Backroads are most of the times not well-lighted (too far away from a power supply), stop signs are barely readable and in seconds a deadly crash can occur. Rural roads are where most roadway accidents and fatalities occur, this is according to the U.S. Department of Transportation. 

To help out with this concern, Professors Sara Ahmed and Samer Dessouky of the College of Engineering at The University of Texas at San Antonio (UTSA) are building and testing a low-cost, self-powered thermal warning system that will detect vehicles, improve the visibility of stop signs thus in turn prevent deaths.  This technology's development was done with support from the Connect program which is a collaborative research program that is co-funded by UTSA and Southwest Research Institute. 

This new technology detects a vehicle as it approaches an intersection by using a multi-pixel passive infrared sensor.  A signal beacon triggers the stop sign's flashing system, once the vehicle is within the range of its sensors.

"The sensor observes thermal signatures and processes them to detect passing vehicles," said Zachary Balcar, a master's student in the UTSA Department of Electrical and Computer Engineering. "It distinguishes the vehicle's direction of travel, estimates the velocity of its thermal signature and determines the classification of the vehicle."
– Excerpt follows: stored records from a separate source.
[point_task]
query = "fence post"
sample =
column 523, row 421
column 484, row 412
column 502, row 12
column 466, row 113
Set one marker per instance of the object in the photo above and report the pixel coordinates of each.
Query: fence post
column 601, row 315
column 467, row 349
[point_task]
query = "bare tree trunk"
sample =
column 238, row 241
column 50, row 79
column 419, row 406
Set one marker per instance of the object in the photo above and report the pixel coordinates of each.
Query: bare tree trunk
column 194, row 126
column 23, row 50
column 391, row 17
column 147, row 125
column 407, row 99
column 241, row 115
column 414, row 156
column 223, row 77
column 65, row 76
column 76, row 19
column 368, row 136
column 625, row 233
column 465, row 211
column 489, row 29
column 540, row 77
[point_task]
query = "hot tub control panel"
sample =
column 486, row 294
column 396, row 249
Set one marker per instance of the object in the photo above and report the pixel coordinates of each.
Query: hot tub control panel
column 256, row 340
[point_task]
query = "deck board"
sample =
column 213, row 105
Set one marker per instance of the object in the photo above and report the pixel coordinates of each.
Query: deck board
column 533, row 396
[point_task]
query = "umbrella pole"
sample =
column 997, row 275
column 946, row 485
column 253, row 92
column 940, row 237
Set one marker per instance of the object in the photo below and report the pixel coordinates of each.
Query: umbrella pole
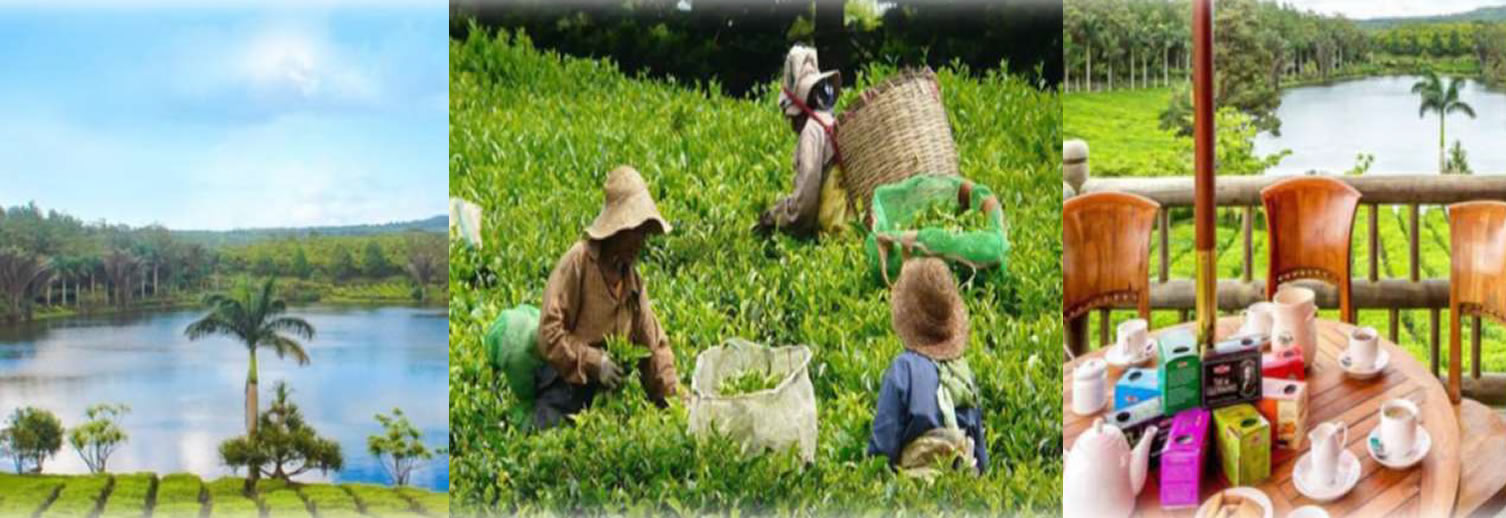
column 1204, row 167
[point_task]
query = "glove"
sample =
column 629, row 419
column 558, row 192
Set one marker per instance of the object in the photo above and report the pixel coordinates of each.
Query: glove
column 609, row 374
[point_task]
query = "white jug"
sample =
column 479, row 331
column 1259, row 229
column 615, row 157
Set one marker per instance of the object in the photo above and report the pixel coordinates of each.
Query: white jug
column 1294, row 321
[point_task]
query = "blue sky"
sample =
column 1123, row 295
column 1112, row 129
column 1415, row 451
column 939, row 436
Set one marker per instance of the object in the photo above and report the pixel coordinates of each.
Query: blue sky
column 222, row 118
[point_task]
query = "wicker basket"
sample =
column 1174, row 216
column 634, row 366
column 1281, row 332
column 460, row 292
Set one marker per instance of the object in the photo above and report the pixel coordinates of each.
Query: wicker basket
column 893, row 131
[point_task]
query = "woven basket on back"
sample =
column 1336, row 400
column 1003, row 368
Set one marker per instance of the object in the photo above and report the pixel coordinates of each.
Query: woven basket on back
column 893, row 131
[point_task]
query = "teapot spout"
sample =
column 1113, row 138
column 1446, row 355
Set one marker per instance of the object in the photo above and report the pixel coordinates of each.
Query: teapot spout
column 1140, row 463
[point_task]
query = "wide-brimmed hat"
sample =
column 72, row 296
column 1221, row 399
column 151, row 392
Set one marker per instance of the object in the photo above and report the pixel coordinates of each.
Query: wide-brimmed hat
column 801, row 74
column 928, row 310
column 625, row 205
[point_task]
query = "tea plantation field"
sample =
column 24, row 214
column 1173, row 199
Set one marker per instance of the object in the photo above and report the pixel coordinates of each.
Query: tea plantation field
column 532, row 137
column 181, row 494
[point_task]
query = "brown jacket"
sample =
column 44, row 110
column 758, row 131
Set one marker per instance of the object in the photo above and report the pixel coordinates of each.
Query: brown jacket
column 580, row 312
column 813, row 158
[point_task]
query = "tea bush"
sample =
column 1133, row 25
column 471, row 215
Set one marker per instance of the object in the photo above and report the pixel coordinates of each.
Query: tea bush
column 532, row 137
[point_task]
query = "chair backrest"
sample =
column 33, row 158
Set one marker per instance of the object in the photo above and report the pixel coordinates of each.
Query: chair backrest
column 1106, row 252
column 1309, row 222
column 1478, row 273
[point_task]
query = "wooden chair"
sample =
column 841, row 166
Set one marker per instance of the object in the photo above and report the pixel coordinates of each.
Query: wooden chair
column 1106, row 261
column 1309, row 222
column 1476, row 288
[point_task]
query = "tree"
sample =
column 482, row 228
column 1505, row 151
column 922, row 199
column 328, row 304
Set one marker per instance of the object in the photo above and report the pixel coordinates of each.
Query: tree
column 374, row 261
column 399, row 447
column 100, row 435
column 1458, row 160
column 1441, row 100
column 282, row 446
column 253, row 316
column 32, row 437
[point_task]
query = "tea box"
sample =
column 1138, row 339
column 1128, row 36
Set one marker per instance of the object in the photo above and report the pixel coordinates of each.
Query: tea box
column 1244, row 444
column 1136, row 386
column 1232, row 371
column 1179, row 371
column 1182, row 458
column 1285, row 407
column 1285, row 365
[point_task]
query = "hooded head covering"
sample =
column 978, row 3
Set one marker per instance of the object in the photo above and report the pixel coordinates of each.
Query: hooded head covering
column 801, row 74
column 627, row 205
column 928, row 310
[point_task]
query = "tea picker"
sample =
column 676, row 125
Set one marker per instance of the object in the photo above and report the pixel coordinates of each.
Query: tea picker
column 807, row 95
column 928, row 405
column 592, row 294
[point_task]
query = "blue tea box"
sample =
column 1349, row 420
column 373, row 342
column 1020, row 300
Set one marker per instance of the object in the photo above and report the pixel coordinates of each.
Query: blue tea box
column 1136, row 387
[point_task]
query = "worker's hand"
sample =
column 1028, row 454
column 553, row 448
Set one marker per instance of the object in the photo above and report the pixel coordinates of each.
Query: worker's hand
column 609, row 374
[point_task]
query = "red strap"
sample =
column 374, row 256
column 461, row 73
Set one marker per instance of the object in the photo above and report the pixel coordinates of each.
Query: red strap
column 832, row 131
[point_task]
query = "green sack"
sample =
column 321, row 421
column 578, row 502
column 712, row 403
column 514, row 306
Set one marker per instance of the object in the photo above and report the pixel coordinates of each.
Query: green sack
column 893, row 235
column 512, row 348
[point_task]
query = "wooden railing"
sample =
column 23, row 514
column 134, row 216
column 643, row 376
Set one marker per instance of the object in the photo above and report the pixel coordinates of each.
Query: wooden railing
column 1243, row 193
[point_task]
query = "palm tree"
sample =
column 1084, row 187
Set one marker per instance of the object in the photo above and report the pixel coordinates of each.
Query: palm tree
column 255, row 318
column 1443, row 101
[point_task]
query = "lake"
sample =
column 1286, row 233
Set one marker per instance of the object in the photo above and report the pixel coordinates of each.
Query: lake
column 1327, row 125
column 187, row 396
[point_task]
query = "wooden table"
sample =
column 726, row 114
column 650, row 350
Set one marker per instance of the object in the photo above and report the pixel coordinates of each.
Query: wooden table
column 1425, row 490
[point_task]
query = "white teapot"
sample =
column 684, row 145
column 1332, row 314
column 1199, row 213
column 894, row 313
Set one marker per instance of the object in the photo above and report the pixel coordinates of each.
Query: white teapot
column 1103, row 475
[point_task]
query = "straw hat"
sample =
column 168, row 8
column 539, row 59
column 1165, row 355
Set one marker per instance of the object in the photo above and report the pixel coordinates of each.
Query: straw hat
column 801, row 74
column 928, row 312
column 627, row 205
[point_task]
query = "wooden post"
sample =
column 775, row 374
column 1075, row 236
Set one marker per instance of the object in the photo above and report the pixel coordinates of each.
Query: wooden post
column 1204, row 167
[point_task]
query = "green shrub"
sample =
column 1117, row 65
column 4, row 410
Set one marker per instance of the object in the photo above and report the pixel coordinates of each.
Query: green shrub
column 80, row 497
column 283, row 503
column 713, row 164
column 128, row 496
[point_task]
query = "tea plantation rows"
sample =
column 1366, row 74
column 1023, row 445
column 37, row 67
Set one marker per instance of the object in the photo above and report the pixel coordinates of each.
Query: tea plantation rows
column 532, row 137
column 185, row 496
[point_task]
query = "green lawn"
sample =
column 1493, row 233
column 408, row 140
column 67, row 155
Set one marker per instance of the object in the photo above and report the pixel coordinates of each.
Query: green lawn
column 532, row 136
column 187, row 496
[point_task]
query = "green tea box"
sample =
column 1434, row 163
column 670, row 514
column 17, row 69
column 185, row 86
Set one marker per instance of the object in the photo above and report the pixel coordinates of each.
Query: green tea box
column 1244, row 443
column 1179, row 371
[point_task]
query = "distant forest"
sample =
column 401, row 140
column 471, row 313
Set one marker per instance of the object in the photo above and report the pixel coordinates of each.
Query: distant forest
column 740, row 45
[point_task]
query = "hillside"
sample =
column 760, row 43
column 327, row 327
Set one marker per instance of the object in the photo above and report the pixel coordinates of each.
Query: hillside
column 216, row 238
column 1481, row 14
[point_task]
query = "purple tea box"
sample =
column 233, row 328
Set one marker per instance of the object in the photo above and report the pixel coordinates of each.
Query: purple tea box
column 1182, row 458
column 1136, row 387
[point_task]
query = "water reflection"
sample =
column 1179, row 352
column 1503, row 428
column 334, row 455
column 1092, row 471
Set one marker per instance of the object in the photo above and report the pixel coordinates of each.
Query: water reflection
column 187, row 396
column 1326, row 127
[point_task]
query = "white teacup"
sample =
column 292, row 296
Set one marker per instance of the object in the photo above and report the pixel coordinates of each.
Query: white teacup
column 1327, row 446
column 1133, row 338
column 1363, row 345
column 1399, row 426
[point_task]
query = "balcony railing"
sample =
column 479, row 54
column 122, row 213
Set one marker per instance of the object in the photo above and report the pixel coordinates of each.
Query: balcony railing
column 1243, row 193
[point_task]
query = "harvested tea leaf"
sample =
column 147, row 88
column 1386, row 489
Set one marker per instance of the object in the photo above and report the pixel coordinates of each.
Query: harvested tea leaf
column 747, row 381
column 945, row 216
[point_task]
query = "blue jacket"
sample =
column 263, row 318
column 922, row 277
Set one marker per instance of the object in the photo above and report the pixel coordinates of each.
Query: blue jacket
column 907, row 408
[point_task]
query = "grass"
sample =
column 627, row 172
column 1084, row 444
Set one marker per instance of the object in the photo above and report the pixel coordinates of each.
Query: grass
column 127, row 496
column 533, row 133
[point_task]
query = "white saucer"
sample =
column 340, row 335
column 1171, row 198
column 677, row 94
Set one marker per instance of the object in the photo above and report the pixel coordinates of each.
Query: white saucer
column 1348, row 476
column 1121, row 360
column 1416, row 455
column 1241, row 491
column 1381, row 360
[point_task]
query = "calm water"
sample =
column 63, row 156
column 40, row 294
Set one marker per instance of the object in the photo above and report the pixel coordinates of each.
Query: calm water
column 189, row 396
column 1326, row 127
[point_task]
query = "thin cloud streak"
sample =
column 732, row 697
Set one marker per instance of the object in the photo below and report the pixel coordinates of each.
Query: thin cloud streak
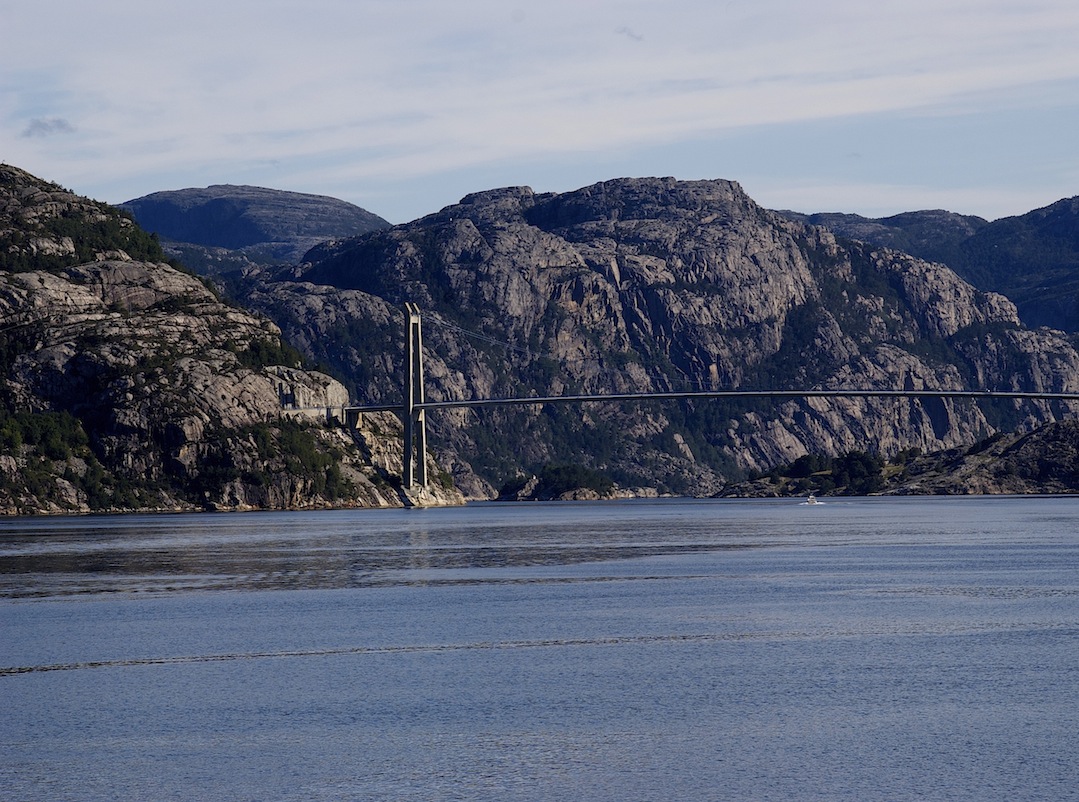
column 384, row 91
Results of the research shows the smart system has a higher vehicle detection rate (90%) and vehicle classification accuracy (72%) when compared to most existing traffic sensing technologies, most particularly those that are in the in urban areas (i.e. magnetic loop inductors, video image processors and microwave radar).  The system is efficient in every way, in that it consumes less power yet functions at its optimal capacity.  Another upside to this new technology is that it is much less expensive to produce.  According to UTSA, the cost per unit shoud only be between $60 - $100, which is a fraction of the price of current safety systems (most of which are priced at $5,000 at least and up).

"Our off-roadway system can be installed on urban or rural roads completely independent of the utility power grid, because it is powered by small solar panels and functions in all weather conditions," said Ahmed.

The technology is now beginning to become known and in fact the American Road and Transportation Builders Association expects to adapt the technology to other road safety projects such as pedestrian detection, for border security and for vehicle-to-infrastructure communication.